Is it Possible to Run Custom Sources from a VPC for Database Polling and Event Emission?

This topic was automatically generated from Slack. You can find the original thread here.

Can you run custom sources from a VPC? My use case is to poll the database and emit rows as events.

Based on the information provided in the Pipedream documentation, event sources in Pipedream can be used to run any Node code on a schedule, which includes the ability to poll a service or API for data and emit that data as events. These events can then trigger Pipedream workflows and can be retrieved using Pipedream’s REST API or SSE interface. However, the documentation does not specifically address running custom sources from a Virtual Private Cloud (VPC). Typically, running code from a VPC involves considerations around network access and security, which are not detailed in the provided documentation. For your use case of polling a database and emitting rows as events, you would be able to create a custom event source in Pipedream that polls your database at scheduled intervals. You would write Node.js code that connects to your database, queries for new or updated rows, and emits these rows as events in Pipedream. This setup would leverage the capabilities of event sources as described in the Pipedream documentation. If your database is hosted within a VPC and you need to ensure that the polling happens from within the same VPC for security or network access reasons, this specific requirement isn’t covered in the provided documentation. You might need to consider network configurations that allow secure access to your database from Pipedream’s infrastructure, such as setting up a VPN, using VPC peering, or configuring your database’s firewall rules to allow connections from Pipedream’s IP addresses. For more detailed guidance on setting up a custom event source to poll your database and emit events, and to discuss the specifics of running code from a VPC, I recommend reaching out to Pipedream’s support for more personalized assistance. You can visit Support - Pipedream for more support options.

Hi - sorry at this time it’s limited to workflows.

Mind if I ask about the use case?

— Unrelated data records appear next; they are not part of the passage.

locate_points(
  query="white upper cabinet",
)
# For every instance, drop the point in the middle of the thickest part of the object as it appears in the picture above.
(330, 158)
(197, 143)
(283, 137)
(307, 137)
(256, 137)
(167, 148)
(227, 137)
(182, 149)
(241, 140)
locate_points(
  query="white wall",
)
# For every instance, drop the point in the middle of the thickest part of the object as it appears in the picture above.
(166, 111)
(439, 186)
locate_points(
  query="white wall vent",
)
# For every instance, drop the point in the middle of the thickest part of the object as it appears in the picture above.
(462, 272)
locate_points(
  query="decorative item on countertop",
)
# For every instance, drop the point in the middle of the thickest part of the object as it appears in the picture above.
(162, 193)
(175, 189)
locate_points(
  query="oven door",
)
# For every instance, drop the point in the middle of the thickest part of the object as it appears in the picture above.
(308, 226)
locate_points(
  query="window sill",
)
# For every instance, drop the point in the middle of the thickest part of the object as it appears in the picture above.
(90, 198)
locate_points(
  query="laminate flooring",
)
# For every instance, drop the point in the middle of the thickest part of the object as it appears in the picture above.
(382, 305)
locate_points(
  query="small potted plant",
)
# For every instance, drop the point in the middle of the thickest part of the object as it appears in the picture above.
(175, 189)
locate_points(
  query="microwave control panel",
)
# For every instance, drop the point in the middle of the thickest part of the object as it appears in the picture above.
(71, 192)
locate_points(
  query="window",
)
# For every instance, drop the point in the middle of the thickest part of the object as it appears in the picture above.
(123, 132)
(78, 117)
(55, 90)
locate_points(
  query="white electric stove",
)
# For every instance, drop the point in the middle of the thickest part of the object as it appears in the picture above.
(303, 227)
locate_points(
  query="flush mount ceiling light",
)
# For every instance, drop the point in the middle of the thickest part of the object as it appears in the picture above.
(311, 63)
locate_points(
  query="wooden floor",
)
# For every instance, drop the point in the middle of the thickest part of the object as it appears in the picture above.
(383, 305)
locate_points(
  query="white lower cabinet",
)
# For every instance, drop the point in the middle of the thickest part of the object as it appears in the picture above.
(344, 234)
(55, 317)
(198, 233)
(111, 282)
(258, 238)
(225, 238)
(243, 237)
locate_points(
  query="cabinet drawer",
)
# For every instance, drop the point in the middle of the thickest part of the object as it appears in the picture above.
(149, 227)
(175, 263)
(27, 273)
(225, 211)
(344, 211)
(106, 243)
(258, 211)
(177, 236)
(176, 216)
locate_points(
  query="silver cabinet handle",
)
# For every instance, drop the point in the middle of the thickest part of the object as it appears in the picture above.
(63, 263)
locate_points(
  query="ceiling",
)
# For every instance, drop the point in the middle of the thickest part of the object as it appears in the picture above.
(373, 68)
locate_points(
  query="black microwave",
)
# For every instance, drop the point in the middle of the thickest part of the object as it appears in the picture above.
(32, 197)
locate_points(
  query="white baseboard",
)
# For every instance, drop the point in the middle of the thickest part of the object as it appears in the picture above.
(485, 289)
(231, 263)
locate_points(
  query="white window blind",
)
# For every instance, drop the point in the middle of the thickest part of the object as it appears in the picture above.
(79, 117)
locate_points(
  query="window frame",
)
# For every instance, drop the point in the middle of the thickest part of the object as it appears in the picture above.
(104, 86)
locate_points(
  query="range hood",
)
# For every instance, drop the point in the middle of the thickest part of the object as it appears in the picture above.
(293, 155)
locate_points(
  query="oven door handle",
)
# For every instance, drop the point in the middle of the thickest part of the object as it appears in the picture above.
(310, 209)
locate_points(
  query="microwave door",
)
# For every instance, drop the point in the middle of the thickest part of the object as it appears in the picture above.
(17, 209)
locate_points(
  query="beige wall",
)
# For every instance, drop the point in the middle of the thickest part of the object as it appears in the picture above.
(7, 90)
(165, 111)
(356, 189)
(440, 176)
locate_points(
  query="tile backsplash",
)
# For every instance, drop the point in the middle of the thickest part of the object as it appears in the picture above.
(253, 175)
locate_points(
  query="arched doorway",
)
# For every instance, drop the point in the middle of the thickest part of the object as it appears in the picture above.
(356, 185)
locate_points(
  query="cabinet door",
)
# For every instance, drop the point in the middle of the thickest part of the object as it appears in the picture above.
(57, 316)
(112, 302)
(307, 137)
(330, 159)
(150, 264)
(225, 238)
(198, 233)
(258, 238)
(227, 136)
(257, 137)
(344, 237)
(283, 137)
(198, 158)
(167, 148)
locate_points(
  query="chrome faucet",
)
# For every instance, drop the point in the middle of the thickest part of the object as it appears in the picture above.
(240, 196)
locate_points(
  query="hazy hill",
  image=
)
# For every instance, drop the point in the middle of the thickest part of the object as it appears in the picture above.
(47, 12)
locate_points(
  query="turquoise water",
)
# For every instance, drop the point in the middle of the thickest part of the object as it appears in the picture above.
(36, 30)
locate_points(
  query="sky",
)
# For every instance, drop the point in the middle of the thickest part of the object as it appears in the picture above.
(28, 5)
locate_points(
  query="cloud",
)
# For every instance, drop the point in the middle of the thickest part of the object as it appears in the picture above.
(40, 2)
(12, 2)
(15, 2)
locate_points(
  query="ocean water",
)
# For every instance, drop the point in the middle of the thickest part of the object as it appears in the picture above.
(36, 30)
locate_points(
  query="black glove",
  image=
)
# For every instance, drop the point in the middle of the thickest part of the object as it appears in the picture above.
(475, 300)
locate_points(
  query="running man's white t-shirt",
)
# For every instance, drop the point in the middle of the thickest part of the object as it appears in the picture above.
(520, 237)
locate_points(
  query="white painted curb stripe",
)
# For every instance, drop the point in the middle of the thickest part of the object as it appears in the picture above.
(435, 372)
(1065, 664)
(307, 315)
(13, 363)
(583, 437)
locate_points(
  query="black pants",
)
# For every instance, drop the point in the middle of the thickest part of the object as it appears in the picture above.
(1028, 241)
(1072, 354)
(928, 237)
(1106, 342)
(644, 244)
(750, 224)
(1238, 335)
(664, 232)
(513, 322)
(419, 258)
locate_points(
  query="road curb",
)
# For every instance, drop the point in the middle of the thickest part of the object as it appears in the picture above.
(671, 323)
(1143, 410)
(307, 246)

Do you need to set up a database connection source?

Ok. Ya I need to poll database which is whitelisted for IP address.

What do you recommend is the best way to architect this? My use case involves polling the database and updating records in Hubspot. The initial poll will have 30K+ rows.

We’re actually working on a feature that is separate from VPCs, which might enable this use case — can you confirm what kind of database you need to connect to? (MySQL, PostgreSQL, Snowflake, etc)

Regarding the credit usage, I would recommend batching your polls using OFFSET to define a last record ID to make sure you pick up where you left off.

A workflow has a hard timeout limit of 12.5 minutes, so you can then be greedy on the number of records you retrieve for processing, then use a Data Store to track the last successfully processed record ID for the next batch.